If the bears are strong enough to maintain their momentum and push the battle below 74.00, a support defined by the inside swing peak of the 14th of August, then we may see them initially aiming for the 72.65 zone. Another dip below 72.65 could carry more downside extensions, perhaps towards the 71.50 barrier, marked by the low of the 20th of August.
Looking at our short-term momentum studies, we see that the RSI moved lower and just touched its toe below its 30 line, while the MACD remains below both its zero and trigger lines, pointing down. These indicators detect downside speed and support the case for the black liquid to keep drifting south for a while more.
Even if the price rebounds somewhat from near current levels, as long as the recovery stays limited below 75.45, we would maintain our bearish stance.
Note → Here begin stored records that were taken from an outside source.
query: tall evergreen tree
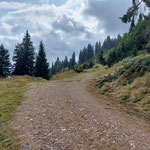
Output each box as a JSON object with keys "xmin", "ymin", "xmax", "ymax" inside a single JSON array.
[
  {"xmin": 79, "ymin": 50, "xmax": 83, "ymax": 64},
  {"xmin": 13, "ymin": 43, "xmax": 24, "ymax": 75},
  {"xmin": 138, "ymin": 13, "xmax": 143, "ymax": 22},
  {"xmin": 64, "ymin": 56, "xmax": 69, "ymax": 68},
  {"xmin": 13, "ymin": 31, "xmax": 35, "ymax": 76},
  {"xmin": 129, "ymin": 19, "xmax": 135, "ymax": 32},
  {"xmin": 50, "ymin": 62, "xmax": 56, "ymax": 77},
  {"xmin": 87, "ymin": 44, "xmax": 94, "ymax": 61},
  {"xmin": 94, "ymin": 41, "xmax": 102, "ymax": 63},
  {"xmin": 98, "ymin": 41, "xmax": 101, "ymax": 51},
  {"xmin": 95, "ymin": 42, "xmax": 100, "ymax": 54},
  {"xmin": 54, "ymin": 57, "xmax": 62, "ymax": 73},
  {"xmin": 102, "ymin": 35, "xmax": 121, "ymax": 50},
  {"xmin": 82, "ymin": 47, "xmax": 88, "ymax": 63},
  {"xmin": 0, "ymin": 44, "xmax": 11, "ymax": 77},
  {"xmin": 98, "ymin": 51, "xmax": 106, "ymax": 66},
  {"xmin": 61, "ymin": 60, "xmax": 64, "ymax": 70},
  {"xmin": 22, "ymin": 30, "xmax": 35, "ymax": 75},
  {"xmin": 34, "ymin": 41, "xmax": 50, "ymax": 80},
  {"xmin": 69, "ymin": 52, "xmax": 76, "ymax": 68}
]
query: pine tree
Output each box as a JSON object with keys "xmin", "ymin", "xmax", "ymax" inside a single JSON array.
[
  {"xmin": 98, "ymin": 41, "xmax": 101, "ymax": 51},
  {"xmin": 54, "ymin": 57, "xmax": 62, "ymax": 73},
  {"xmin": 102, "ymin": 35, "xmax": 121, "ymax": 50},
  {"xmin": 61, "ymin": 60, "xmax": 64, "ymax": 70},
  {"xmin": 0, "ymin": 44, "xmax": 11, "ymax": 77},
  {"xmin": 22, "ymin": 30, "xmax": 35, "ymax": 75},
  {"xmin": 13, "ymin": 31, "xmax": 35, "ymax": 76},
  {"xmin": 87, "ymin": 44, "xmax": 94, "ymax": 61},
  {"xmin": 129, "ymin": 19, "xmax": 135, "ymax": 32},
  {"xmin": 69, "ymin": 52, "xmax": 76, "ymax": 68},
  {"xmin": 138, "ymin": 13, "xmax": 143, "ymax": 22},
  {"xmin": 72, "ymin": 51, "xmax": 76, "ymax": 66},
  {"xmin": 95, "ymin": 42, "xmax": 99, "ymax": 54},
  {"xmin": 34, "ymin": 41, "xmax": 50, "ymax": 80},
  {"xmin": 98, "ymin": 51, "xmax": 106, "ymax": 66},
  {"xmin": 79, "ymin": 50, "xmax": 83, "ymax": 64},
  {"xmin": 50, "ymin": 62, "xmax": 55, "ymax": 77},
  {"xmin": 64, "ymin": 56, "xmax": 69, "ymax": 68},
  {"xmin": 82, "ymin": 47, "xmax": 88, "ymax": 62},
  {"xmin": 13, "ymin": 43, "xmax": 24, "ymax": 75}
]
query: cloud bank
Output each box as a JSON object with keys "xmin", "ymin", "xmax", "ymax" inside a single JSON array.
[{"xmin": 0, "ymin": 0, "xmax": 131, "ymax": 63}]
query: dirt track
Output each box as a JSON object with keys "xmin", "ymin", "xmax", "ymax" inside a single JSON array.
[{"xmin": 13, "ymin": 72, "xmax": 150, "ymax": 150}]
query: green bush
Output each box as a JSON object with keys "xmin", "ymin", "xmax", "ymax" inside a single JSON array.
[
  {"xmin": 74, "ymin": 61, "xmax": 94, "ymax": 73},
  {"xmin": 74, "ymin": 65, "xmax": 84, "ymax": 73}
]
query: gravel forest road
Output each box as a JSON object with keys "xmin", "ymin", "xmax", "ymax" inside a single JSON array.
[{"xmin": 13, "ymin": 71, "xmax": 150, "ymax": 150}]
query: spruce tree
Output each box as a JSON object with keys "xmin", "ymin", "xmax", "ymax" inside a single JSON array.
[
  {"xmin": 95, "ymin": 42, "xmax": 99, "ymax": 54},
  {"xmin": 69, "ymin": 52, "xmax": 76, "ymax": 68},
  {"xmin": 22, "ymin": 31, "xmax": 35, "ymax": 75},
  {"xmin": 13, "ymin": 31, "xmax": 35, "ymax": 76},
  {"xmin": 34, "ymin": 41, "xmax": 50, "ymax": 79},
  {"xmin": 50, "ymin": 63, "xmax": 55, "ymax": 76},
  {"xmin": 13, "ymin": 43, "xmax": 24, "ymax": 75},
  {"xmin": 87, "ymin": 44, "xmax": 94, "ymax": 61},
  {"xmin": 98, "ymin": 51, "xmax": 106, "ymax": 66},
  {"xmin": 129, "ymin": 19, "xmax": 135, "ymax": 32},
  {"xmin": 72, "ymin": 51, "xmax": 76, "ymax": 66},
  {"xmin": 61, "ymin": 60, "xmax": 64, "ymax": 70},
  {"xmin": 138, "ymin": 13, "xmax": 143, "ymax": 22},
  {"xmin": 64, "ymin": 56, "xmax": 69, "ymax": 68},
  {"xmin": 82, "ymin": 47, "xmax": 88, "ymax": 63},
  {"xmin": 54, "ymin": 57, "xmax": 62, "ymax": 73},
  {"xmin": 79, "ymin": 50, "xmax": 83, "ymax": 64},
  {"xmin": 0, "ymin": 44, "xmax": 11, "ymax": 77}
]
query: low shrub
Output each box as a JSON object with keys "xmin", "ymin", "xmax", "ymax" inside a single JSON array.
[{"xmin": 74, "ymin": 61, "xmax": 94, "ymax": 73}]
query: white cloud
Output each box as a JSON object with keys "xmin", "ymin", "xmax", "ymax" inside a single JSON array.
[
  {"xmin": 40, "ymin": 0, "xmax": 50, "ymax": 4},
  {"xmin": 0, "ymin": 1, "xmax": 28, "ymax": 10},
  {"xmin": 0, "ymin": 0, "xmax": 130, "ymax": 64}
]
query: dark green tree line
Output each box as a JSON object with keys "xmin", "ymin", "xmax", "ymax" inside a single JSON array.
[
  {"xmin": 106, "ymin": 18, "xmax": 150, "ymax": 67},
  {"xmin": 78, "ymin": 44, "xmax": 94, "ymax": 64},
  {"xmin": 50, "ymin": 51, "xmax": 77, "ymax": 76}
]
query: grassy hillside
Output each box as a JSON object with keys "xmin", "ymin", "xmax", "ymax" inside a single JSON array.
[
  {"xmin": 0, "ymin": 76, "xmax": 45, "ymax": 150},
  {"xmin": 97, "ymin": 54, "xmax": 150, "ymax": 121},
  {"xmin": 94, "ymin": 15, "xmax": 150, "ymax": 121}
]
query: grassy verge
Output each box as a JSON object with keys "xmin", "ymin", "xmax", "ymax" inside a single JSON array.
[
  {"xmin": 0, "ymin": 76, "xmax": 45, "ymax": 150},
  {"xmin": 96, "ymin": 54, "xmax": 150, "ymax": 121}
]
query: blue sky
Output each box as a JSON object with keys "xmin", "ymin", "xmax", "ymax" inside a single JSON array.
[{"xmin": 0, "ymin": 0, "xmax": 132, "ymax": 63}]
Brent would still be trading below both the aforementioned lines. We would like to see a decisive break above 77.00 before we start examining the case for a reversal back to the upside. Something like that could confirm the break above the short-term downtrend line, as well as the return above the long-term upside support line taken from the low of the 21st of June 2017.
A break above 77.00 could initially target the high of the 29th of October, at around 78.00. That said, we would like to see a move 78.35 before we get confident on more advances. Such a move could pave the way for the 79.85 zone or the peak of the 19th of October, at around 80.40.